Peripartum hypopituitarism and lymphocytic hypophysitis.

The classical cause of postpartum hypopituitarism is Sheehan's syndrome, in which an obstetric catastrophe is associated with hypotension. However, with improvements in obstetric care, the most common cause now may be lymphocytic hypophysitis. Five women with postpartum hypopituitarism, whose symptoms occurred during or immediately after pregnancy, had detailed endocrine and pituitary imaging for the duration of follow-up. Two presented with visual symptoms, and three with non-specific illnesses related to varying deficiencies of anterior pituitary hormones. Four were unable to lactate, and four were initially amenorrhoeic. Initially, four of the five women had enlarged pituitary glands on magnetic resonance imaging.

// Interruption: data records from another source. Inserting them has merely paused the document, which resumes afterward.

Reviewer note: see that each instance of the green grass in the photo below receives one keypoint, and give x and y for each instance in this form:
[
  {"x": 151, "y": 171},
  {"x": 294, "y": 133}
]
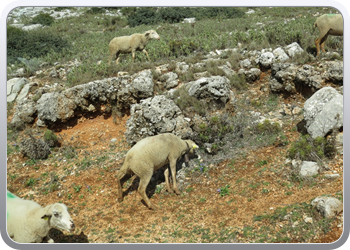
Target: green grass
[{"x": 88, "y": 42}]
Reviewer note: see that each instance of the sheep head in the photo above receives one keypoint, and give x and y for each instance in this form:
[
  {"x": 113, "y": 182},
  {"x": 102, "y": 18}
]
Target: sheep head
[
  {"x": 152, "y": 34},
  {"x": 59, "y": 217}
]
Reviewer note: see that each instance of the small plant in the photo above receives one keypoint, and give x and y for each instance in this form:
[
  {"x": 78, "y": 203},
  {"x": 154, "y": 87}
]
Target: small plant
[
  {"x": 50, "y": 138},
  {"x": 43, "y": 19},
  {"x": 77, "y": 188},
  {"x": 30, "y": 182},
  {"x": 224, "y": 190}
]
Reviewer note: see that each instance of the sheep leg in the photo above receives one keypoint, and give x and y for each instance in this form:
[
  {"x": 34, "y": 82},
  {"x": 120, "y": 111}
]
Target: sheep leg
[
  {"x": 133, "y": 55},
  {"x": 173, "y": 175},
  {"x": 319, "y": 41},
  {"x": 144, "y": 180},
  {"x": 322, "y": 42},
  {"x": 166, "y": 175},
  {"x": 122, "y": 176},
  {"x": 144, "y": 51}
]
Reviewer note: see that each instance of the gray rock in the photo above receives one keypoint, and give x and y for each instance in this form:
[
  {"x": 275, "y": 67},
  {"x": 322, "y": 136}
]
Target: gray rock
[
  {"x": 293, "y": 49},
  {"x": 24, "y": 113},
  {"x": 282, "y": 77},
  {"x": 25, "y": 90},
  {"x": 266, "y": 59},
  {"x": 245, "y": 63},
  {"x": 251, "y": 75},
  {"x": 32, "y": 27},
  {"x": 280, "y": 55},
  {"x": 327, "y": 206},
  {"x": 62, "y": 106},
  {"x": 171, "y": 80},
  {"x": 14, "y": 86},
  {"x": 309, "y": 77},
  {"x": 334, "y": 72},
  {"x": 323, "y": 112},
  {"x": 215, "y": 88},
  {"x": 155, "y": 115}
]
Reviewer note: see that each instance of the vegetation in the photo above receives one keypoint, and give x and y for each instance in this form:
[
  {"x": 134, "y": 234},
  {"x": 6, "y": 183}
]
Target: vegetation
[{"x": 245, "y": 169}]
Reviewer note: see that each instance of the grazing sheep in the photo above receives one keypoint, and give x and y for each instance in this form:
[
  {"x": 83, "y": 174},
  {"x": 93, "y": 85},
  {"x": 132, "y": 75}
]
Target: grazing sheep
[
  {"x": 150, "y": 154},
  {"x": 328, "y": 24},
  {"x": 127, "y": 44},
  {"x": 28, "y": 222}
]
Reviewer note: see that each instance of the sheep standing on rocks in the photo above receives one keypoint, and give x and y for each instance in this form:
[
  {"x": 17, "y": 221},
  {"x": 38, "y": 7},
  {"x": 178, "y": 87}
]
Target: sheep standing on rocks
[
  {"x": 28, "y": 222},
  {"x": 328, "y": 24},
  {"x": 127, "y": 44},
  {"x": 149, "y": 155}
]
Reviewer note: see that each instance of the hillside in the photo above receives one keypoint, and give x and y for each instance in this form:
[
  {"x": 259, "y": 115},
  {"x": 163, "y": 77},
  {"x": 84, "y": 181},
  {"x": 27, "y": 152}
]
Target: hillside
[{"x": 243, "y": 189}]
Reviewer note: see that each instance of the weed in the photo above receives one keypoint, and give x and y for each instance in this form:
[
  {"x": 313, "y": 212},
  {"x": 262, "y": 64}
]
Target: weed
[{"x": 223, "y": 191}]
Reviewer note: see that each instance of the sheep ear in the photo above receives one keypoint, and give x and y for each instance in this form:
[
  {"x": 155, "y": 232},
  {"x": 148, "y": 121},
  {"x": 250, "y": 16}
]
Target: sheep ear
[{"x": 46, "y": 217}]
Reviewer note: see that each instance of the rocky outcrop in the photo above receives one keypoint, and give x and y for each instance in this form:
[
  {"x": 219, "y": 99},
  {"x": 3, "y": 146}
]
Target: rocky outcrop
[
  {"x": 63, "y": 105},
  {"x": 154, "y": 116},
  {"x": 323, "y": 112}
]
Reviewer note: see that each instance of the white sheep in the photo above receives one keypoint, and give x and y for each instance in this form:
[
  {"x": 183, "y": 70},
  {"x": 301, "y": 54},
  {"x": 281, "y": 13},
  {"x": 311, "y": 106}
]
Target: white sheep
[
  {"x": 327, "y": 24},
  {"x": 149, "y": 155},
  {"x": 28, "y": 222},
  {"x": 133, "y": 43}
]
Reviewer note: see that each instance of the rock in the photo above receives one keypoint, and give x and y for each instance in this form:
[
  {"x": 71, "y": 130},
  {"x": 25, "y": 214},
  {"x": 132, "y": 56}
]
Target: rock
[
  {"x": 251, "y": 75},
  {"x": 334, "y": 72},
  {"x": 14, "y": 86},
  {"x": 339, "y": 143},
  {"x": 215, "y": 90},
  {"x": 62, "y": 105},
  {"x": 32, "y": 27},
  {"x": 309, "y": 77},
  {"x": 280, "y": 55},
  {"x": 171, "y": 80},
  {"x": 24, "y": 113},
  {"x": 293, "y": 49},
  {"x": 282, "y": 77},
  {"x": 323, "y": 112},
  {"x": 265, "y": 60},
  {"x": 327, "y": 206},
  {"x": 155, "y": 115},
  {"x": 227, "y": 70},
  {"x": 245, "y": 63},
  {"x": 25, "y": 90}
]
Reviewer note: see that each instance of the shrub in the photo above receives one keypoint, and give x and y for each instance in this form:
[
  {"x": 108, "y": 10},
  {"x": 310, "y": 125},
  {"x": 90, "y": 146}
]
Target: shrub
[
  {"x": 33, "y": 44},
  {"x": 144, "y": 15},
  {"x": 43, "y": 19}
]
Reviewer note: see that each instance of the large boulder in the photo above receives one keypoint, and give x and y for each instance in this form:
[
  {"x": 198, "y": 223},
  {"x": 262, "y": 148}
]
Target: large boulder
[
  {"x": 153, "y": 116},
  {"x": 215, "y": 90},
  {"x": 323, "y": 112},
  {"x": 64, "y": 105},
  {"x": 14, "y": 87}
]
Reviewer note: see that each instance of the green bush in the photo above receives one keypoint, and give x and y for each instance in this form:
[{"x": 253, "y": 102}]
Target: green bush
[
  {"x": 43, "y": 19},
  {"x": 150, "y": 15},
  {"x": 33, "y": 44},
  {"x": 144, "y": 15}
]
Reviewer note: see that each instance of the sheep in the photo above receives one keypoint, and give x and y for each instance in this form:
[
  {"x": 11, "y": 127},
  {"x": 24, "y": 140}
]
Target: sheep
[
  {"x": 149, "y": 155},
  {"x": 127, "y": 44},
  {"x": 28, "y": 222},
  {"x": 327, "y": 24}
]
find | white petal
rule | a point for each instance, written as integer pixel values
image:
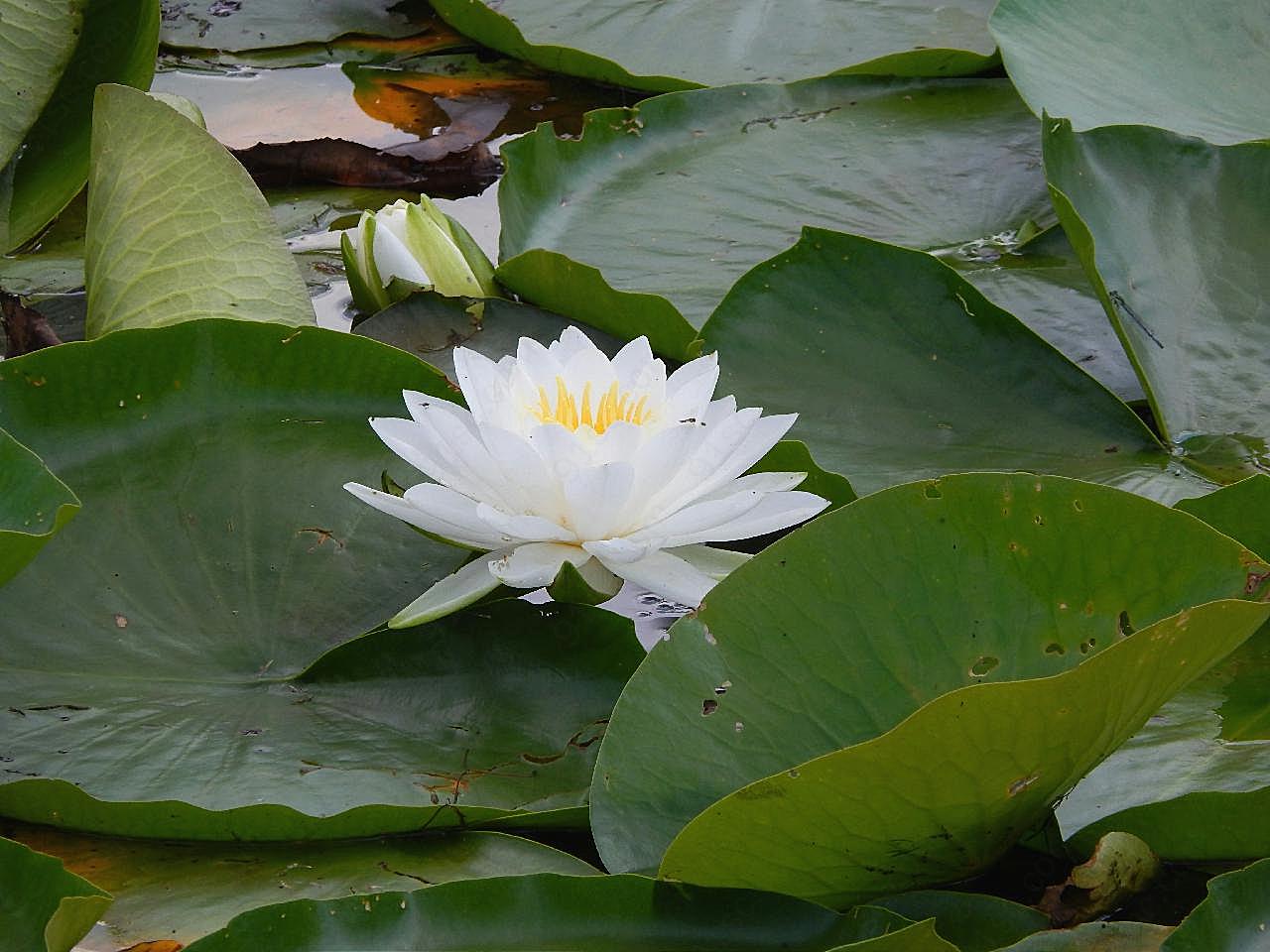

Four have to some extent recovered pituitary function. One patient had associated thyroiditis: in two cases antinuclear antibodies became positive during follow-up, and in one of these dsDNA antibody was also detected. In no case were pituitary antibodies detected. None had complicated pregnancies or deliveries, and the two who had caesarean sections had no episodes of hypotension. The presentation of secondary hypothyroidism combined with ACTH deficiency in four of the five women strongly suggests lymphocytic hypophysitis. This diagnosis should be considered in postpartum women with general malaise and persistent amenorrhoea, as well as in women who develop visual impairment in the last trimester of pregnancy without antecedent pituitary disease. A conservative policy of management of the pituitary enlargement should be pursued as this resolves.